The couple first met when Michell directed Martin in the 2004 adaptation of Ian McEwan’s novel Enduring Love. The actor was 26 at the time, while the director was 48.

Marrying in 2010, they went on to have two daughters. In 2020, the Line of Duty actor announced that the pair had separated. A year later, Michell suddenly died of an undisclosed cause, aged 65.

The Motherland star, now 47, said that the experience had left her in a state of “financial terror”.

“My husband died three years ago and things were really difficult on every aspect of our lives,” she told BBC Woman’s Hour on Tuesday (29 October).

“One of those was that there’s a lot of stuff that comes with grief, and one of them is financial terror. And then there are real practicalities around your children and their mental health, and supporting them, which is your priority.”

Describing the aftermath of the death, the mother-of-two said, “Looking back, I was probably in a state of shock, and fear, and a heightened state, for a long time actually, until very recently.”

Martin lost her husband and acclaimed director Roger Michell in 2021
Martin lost her husband and acclaimed director Roger Michell in 2021 (Instagram/BBCRadio4)

She continued, “I’ve tried this road before, of grief, and sudden traumatic death. I’ve done it before, and so in a way I could pick myself up and do it again.

“It was horrible to have to see my children walk that road, but I’m pretty gritty, I’m pretty strong, and I think I’m quite deft, I hope, at navigating life. And I thought, ‘I’ve just got to keep the motor chugging on.’”

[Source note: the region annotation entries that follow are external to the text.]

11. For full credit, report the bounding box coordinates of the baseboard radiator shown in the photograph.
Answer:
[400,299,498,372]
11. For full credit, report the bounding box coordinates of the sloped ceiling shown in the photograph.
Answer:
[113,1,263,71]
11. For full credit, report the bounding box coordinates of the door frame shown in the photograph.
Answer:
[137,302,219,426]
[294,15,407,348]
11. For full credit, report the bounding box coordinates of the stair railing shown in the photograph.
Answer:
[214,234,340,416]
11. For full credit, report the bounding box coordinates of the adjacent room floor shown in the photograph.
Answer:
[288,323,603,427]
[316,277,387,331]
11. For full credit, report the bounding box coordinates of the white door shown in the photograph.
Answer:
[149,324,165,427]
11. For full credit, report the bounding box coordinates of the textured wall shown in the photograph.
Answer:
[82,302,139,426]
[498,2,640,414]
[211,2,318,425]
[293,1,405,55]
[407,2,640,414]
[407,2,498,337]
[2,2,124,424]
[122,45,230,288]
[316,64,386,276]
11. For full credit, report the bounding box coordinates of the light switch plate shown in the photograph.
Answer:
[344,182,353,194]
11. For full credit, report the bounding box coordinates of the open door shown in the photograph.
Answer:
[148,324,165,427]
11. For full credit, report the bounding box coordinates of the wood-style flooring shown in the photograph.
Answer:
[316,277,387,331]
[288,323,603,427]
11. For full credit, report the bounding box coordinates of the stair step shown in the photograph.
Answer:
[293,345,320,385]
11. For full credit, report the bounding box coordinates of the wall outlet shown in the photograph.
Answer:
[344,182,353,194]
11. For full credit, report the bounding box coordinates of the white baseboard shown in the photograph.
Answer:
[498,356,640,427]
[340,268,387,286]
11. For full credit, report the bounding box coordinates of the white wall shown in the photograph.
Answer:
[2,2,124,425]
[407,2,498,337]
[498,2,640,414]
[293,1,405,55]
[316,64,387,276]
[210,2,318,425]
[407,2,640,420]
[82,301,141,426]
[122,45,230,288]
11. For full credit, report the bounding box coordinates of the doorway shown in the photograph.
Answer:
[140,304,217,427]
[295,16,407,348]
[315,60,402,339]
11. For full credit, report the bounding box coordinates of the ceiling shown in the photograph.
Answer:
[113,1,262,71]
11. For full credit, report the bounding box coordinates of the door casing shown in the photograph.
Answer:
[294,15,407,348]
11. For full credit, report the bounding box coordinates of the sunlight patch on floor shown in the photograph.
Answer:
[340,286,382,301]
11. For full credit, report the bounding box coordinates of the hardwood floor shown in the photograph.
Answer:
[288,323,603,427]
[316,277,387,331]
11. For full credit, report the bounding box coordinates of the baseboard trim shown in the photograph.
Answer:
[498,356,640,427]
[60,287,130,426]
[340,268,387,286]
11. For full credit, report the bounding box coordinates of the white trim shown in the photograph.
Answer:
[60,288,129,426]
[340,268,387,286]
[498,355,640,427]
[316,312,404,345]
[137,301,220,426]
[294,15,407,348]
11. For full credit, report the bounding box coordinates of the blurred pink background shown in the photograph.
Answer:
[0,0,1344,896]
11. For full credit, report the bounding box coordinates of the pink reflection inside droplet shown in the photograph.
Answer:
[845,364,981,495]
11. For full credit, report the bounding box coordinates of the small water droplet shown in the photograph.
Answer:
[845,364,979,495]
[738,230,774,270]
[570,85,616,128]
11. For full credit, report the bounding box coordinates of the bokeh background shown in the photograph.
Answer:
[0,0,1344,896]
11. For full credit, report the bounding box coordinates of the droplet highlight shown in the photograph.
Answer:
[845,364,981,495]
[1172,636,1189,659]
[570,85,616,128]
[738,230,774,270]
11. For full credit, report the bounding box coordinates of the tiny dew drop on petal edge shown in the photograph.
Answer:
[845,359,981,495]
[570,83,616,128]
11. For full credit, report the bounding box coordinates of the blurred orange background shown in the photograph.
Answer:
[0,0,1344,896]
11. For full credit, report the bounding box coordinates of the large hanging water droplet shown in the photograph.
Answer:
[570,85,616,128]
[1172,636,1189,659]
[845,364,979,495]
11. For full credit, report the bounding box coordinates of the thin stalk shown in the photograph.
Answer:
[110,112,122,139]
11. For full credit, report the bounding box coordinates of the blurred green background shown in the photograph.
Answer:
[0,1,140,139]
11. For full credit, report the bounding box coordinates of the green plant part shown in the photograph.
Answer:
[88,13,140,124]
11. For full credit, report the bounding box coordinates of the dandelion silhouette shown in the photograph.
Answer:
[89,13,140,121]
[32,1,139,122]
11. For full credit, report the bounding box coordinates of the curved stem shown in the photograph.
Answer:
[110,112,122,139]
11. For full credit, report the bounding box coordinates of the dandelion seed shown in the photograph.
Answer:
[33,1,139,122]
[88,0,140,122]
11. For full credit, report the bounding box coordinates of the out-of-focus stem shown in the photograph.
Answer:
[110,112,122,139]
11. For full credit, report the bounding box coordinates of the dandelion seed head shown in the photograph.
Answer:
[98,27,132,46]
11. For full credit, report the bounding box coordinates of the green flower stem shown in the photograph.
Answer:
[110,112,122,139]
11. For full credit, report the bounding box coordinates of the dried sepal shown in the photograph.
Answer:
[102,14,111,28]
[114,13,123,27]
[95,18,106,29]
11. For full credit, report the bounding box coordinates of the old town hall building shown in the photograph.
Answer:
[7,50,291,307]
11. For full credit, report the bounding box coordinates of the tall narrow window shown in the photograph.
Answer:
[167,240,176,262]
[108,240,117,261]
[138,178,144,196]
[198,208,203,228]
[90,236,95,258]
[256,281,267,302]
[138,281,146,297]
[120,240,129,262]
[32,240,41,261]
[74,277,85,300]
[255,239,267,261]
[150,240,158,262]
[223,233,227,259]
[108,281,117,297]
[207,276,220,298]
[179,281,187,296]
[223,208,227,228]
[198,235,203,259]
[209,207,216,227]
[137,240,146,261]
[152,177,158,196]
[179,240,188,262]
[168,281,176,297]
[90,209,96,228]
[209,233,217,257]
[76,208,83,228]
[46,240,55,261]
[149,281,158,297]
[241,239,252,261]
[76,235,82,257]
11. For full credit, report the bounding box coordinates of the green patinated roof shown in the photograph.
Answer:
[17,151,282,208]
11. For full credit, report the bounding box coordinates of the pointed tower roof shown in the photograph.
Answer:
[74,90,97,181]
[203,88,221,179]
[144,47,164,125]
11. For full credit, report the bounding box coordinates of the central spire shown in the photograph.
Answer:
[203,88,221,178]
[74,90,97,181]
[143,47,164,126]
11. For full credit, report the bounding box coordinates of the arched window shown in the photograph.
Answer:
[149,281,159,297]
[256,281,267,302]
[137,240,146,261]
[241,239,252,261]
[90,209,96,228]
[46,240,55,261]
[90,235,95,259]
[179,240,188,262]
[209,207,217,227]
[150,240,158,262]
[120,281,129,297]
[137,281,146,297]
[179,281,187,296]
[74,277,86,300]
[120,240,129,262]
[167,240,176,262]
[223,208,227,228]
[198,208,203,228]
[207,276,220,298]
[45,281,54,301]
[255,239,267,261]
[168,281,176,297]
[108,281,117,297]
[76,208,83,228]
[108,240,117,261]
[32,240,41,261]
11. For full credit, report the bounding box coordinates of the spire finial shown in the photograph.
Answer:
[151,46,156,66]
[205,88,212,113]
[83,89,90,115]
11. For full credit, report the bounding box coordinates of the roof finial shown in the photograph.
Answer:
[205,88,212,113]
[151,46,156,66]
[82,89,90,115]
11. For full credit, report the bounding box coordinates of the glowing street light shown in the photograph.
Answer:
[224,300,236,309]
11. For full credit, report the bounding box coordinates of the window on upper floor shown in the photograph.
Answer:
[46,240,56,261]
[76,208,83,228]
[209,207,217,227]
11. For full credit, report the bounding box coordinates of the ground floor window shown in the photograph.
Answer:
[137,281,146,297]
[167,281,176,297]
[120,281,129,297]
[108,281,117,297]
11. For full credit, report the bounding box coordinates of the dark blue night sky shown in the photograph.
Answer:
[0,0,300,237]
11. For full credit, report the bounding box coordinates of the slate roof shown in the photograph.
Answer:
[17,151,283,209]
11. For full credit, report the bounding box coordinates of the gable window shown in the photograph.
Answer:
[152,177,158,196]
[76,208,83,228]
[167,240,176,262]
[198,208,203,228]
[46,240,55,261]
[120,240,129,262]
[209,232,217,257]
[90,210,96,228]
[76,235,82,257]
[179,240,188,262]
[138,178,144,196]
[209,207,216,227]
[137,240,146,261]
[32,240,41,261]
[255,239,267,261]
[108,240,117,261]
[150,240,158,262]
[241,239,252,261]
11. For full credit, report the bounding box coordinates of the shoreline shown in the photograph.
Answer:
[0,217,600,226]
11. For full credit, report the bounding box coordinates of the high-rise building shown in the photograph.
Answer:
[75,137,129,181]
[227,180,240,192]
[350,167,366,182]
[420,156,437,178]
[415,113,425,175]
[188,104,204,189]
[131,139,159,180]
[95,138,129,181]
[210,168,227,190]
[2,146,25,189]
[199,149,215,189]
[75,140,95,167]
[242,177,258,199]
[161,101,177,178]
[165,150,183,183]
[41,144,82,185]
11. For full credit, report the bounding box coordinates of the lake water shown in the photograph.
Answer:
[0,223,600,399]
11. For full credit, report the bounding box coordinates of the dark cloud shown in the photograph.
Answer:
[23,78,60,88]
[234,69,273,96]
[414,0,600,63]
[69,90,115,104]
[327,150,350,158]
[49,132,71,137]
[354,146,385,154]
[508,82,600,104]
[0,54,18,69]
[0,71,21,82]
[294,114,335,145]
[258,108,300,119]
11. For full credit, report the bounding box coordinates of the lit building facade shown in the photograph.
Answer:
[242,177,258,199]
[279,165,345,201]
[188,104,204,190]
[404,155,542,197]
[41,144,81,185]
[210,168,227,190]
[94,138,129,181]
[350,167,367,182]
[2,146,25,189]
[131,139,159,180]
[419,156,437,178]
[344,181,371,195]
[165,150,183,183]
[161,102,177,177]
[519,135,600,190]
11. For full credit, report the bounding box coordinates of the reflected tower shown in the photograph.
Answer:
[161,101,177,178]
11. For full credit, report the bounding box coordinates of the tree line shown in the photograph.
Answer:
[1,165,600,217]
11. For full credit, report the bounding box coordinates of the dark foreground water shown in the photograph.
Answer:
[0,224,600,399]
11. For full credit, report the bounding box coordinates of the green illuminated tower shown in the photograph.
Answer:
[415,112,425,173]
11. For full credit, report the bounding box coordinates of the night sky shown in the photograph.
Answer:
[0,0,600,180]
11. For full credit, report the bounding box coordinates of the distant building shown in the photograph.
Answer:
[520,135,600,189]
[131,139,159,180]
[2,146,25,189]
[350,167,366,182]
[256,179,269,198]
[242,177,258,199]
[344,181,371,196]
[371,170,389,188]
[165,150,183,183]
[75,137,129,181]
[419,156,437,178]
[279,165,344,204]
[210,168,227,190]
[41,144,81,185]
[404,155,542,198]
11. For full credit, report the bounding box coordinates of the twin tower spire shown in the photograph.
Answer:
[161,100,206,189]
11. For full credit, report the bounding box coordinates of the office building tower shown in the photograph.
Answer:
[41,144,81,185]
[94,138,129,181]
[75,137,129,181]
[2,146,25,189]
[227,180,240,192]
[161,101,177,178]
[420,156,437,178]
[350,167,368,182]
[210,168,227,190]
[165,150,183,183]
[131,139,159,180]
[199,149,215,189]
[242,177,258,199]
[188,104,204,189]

Describing her first experience of loss, she explained: “When it happened to me [for the first time] and I was 24, I was very lonely. I was very isolated because no-one had been through what I’d been through. I didn’t know those people.

“And then when it happened with Rog, I saw it more as, ‘We’ve all got to keep it together for the kids.’”

Martin explained that as a woman in her 40s she was grateful for “having the best friends and best people around”.

She added, “You’ll have stopped making mistakes in that area of your life. And I really did, I had exceptional friends, an exceptional support network.”